This study protocol proposed 3,330 completed enrollments (3,700 patients with a 10% attrition rate) to identify associations between predictors and the primary outcomes with an adjusted odds ratio of 1.5 or greater. We used chi-square tests to test association of the outcome with discrete predictors and logistic regression to test for association of the outcome with continuous variable predictors, with hscTnT and NT-proBNP on the log scale to check for univariate association with the outcomes. Unadjusted associations between the outcome and hscTnT and NT-proBNP were visually assessed using smoothing splines. Tabled values of hscTnT and NT-proBNP quantiles (20%, 68%, 77%, 90%, 96%, and 99%) were rounded to the closest easily conceptualized values.

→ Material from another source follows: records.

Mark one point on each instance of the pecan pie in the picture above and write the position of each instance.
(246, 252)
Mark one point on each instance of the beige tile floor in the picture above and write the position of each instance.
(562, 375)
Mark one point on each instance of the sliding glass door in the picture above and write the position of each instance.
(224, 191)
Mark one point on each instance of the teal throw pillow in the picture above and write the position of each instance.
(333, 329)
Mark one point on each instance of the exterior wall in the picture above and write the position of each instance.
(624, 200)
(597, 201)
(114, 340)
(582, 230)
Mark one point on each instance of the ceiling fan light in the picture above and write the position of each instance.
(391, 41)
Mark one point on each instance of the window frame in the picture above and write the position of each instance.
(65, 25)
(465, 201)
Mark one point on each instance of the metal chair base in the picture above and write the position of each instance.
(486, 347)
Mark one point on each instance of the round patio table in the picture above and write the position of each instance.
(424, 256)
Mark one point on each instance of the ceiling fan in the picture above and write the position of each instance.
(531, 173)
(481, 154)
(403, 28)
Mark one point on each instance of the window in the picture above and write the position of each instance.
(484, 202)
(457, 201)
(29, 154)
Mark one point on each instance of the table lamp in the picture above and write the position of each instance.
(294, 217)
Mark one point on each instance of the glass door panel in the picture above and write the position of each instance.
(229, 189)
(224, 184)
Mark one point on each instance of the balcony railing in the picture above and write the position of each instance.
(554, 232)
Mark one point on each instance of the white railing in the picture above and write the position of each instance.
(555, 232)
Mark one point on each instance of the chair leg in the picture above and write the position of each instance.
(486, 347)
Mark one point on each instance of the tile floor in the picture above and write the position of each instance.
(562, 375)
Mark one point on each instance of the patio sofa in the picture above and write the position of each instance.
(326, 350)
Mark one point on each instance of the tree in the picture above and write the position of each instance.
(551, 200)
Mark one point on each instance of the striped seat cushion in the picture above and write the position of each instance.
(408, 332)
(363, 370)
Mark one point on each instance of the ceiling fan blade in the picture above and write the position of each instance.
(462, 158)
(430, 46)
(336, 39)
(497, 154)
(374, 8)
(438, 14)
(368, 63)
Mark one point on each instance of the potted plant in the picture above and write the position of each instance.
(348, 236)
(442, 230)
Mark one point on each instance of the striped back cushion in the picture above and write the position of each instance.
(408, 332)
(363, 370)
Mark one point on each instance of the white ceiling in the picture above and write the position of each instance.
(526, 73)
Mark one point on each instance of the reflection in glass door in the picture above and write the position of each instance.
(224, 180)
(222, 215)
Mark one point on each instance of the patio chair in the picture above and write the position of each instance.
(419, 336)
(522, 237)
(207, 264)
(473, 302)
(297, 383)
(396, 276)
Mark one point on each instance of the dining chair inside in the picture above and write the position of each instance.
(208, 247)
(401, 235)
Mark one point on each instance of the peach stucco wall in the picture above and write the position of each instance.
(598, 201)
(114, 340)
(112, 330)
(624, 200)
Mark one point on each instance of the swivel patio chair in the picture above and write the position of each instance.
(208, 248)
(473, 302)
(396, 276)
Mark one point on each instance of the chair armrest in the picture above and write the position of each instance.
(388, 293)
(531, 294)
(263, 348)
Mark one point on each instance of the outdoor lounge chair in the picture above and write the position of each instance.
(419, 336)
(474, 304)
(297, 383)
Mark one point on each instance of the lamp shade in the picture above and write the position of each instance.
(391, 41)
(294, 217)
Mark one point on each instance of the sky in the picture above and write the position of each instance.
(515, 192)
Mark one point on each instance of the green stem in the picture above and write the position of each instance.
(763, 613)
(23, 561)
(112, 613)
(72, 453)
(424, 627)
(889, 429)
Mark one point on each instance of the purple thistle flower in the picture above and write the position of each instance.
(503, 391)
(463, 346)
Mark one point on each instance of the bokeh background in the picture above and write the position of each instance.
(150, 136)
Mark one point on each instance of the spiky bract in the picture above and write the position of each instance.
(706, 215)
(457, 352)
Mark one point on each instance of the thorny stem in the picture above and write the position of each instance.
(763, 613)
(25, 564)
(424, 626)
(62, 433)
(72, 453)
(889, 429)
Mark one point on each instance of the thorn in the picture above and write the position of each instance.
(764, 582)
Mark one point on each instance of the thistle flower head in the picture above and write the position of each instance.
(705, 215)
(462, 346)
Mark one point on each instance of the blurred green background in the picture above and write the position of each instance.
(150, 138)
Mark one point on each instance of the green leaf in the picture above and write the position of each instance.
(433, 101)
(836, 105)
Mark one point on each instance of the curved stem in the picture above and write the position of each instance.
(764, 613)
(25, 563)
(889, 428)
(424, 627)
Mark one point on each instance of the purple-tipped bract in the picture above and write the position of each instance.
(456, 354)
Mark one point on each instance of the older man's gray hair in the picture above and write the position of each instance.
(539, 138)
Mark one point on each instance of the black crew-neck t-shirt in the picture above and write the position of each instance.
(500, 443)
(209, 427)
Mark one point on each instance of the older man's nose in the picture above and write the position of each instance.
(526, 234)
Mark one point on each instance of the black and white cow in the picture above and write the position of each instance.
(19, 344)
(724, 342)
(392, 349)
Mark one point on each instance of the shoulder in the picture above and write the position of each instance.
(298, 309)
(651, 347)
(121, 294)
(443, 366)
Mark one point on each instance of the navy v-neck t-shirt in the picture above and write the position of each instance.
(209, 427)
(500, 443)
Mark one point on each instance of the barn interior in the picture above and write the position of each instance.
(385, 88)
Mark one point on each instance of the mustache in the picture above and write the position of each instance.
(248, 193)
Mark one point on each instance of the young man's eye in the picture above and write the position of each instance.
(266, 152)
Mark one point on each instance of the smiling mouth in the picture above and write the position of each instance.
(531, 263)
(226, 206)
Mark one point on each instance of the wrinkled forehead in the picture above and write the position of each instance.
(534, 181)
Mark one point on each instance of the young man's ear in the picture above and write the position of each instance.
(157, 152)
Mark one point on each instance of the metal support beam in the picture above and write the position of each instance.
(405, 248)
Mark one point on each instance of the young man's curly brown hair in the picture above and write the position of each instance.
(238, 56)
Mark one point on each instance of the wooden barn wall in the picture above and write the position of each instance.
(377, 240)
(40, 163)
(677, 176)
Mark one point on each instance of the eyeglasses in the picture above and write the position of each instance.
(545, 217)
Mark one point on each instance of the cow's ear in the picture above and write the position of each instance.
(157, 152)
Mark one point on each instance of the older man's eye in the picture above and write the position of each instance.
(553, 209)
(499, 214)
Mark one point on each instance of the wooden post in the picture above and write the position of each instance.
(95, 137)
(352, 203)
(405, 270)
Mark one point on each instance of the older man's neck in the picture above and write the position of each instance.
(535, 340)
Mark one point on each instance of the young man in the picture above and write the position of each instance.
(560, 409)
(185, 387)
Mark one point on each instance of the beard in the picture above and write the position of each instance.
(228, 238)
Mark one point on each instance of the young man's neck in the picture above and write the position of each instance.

To assess the independent association of hscTnT and NT-proBNP with the primary outcome, we performed multivariate logistic regression using complete case data. The model included all covariates along with hscTnT and NT-proBNP. We explored multiple approaches (linear, categorical, log-transform) to parameterize the continuous independent variables. Log transform of hscTnT and NT-proBNP values provided the best fit models based on Akaike information criterion. We assessed for interaction effects between the two biomarkers. In sensitivity analysis, we performed multiple imputations with the MICE package for missing data to include all observations in regression models.¹⁹

We found adjusted odds ratio for specific values of hscTnT and NT-proBNP, compared to reference values of 5 ng/mL and 125png/mL, respectively, and we then calculated adjusted odds ratios and their 95% confidence intervals using coefficient estimates and 95% interval endpoints from the multiply-imputed logistic regression model. We used a p value of 0.05 as statistically significant. Given the observational nature of the study, the alpha was not adjusted for multiple comparisons. We assumed a linear relationship between the log-odds of an event and the logs of hscTnT and NT-proBNP with all other variables held constant.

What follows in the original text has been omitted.